I used to want to be a doctor. I dreamed about wearing that white lab coat and Littman stethoscope while walking around a hospital delivering babies left and right.
I confidently knew that I belonged in the medical field. I knew I wanted to help people and make hard times easier for them. I couldn't see myself doing anything else down the road. I knew I wanted to be the person the patient is so glad to see when I walked in the door. I knew I wanted to be a nurse.

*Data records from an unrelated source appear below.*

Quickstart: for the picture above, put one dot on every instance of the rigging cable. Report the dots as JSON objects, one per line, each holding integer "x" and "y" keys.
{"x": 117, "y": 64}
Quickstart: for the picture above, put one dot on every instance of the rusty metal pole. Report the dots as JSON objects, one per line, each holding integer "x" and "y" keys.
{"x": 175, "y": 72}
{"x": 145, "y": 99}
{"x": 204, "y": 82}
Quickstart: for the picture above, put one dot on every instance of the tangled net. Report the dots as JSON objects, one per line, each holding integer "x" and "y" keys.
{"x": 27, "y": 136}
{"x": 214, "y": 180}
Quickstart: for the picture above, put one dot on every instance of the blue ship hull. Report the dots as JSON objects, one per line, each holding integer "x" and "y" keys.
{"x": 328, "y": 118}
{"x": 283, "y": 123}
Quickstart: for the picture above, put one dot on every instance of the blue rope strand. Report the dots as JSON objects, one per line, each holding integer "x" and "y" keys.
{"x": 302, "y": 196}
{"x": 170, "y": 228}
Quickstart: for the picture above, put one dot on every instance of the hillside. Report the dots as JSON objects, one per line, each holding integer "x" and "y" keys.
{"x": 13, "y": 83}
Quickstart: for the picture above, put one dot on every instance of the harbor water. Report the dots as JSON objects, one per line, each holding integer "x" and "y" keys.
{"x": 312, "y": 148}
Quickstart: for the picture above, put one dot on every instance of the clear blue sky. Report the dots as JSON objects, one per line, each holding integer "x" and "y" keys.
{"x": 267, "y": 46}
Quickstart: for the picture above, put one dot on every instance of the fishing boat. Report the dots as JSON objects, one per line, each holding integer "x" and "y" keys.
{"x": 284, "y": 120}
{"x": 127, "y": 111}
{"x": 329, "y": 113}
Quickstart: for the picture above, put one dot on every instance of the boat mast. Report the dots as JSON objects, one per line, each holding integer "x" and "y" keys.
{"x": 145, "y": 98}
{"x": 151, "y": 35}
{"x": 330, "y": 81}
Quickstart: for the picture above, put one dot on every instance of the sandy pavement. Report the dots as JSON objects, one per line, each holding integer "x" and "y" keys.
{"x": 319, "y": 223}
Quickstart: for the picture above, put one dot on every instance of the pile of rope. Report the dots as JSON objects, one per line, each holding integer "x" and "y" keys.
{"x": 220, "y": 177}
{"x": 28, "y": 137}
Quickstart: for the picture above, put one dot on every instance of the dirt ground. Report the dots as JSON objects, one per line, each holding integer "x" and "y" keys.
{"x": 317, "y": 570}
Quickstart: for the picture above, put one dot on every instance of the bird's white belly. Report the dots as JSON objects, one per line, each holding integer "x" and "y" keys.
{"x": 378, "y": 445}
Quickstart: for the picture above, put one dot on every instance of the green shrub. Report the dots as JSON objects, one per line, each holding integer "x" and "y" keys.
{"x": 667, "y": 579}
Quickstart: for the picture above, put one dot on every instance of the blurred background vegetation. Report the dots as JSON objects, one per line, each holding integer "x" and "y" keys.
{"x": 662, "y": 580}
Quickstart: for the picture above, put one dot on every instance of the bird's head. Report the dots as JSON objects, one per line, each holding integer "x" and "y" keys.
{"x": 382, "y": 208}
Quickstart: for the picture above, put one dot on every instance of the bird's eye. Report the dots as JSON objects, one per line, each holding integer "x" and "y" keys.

I want to be that nurse that forms a connection with their patient. A connection that consists of trust and comfort, no matter how uncomfortable the patient may be in that hospital bed. A connection so full of trust, the patient actually trusts the nurse to check her cervix. A connection so full of trust, the patient trusts the nurse to hold the baby, care for the baby, care for the mom and family.
It is worth it even if nurses do not get the respect they deserve because they did not go through four years of undergrad, four years of medical school, additional residencies, and possible fellowships. It is worth it if people see me as "just a nurse." It is worth it if bodily fluids constantly get splattered on me. It is worth it if I am the person who can hold someone's hand and tell them not to give up. To tell them one more push and you will see your beautiful baby that you've been waiting for. To tell them they did it after they thought they thought they weren't strong enough.
Aside from that, being a nurse will give me more time to have a family of my own. Of course, doctors are fully capable of having a family and kudos to those who do. I will be able to have a more flexible schedule to be available for my children. Also, with being in the medical field, more knowledge to be able to care for them.
Just because I won't be able to prescribe medicine, perform procedures and wear a fancy lab coat, does not mean I cannot be helpful, providing, and make a difference in the lives of others. In this situation, less is more.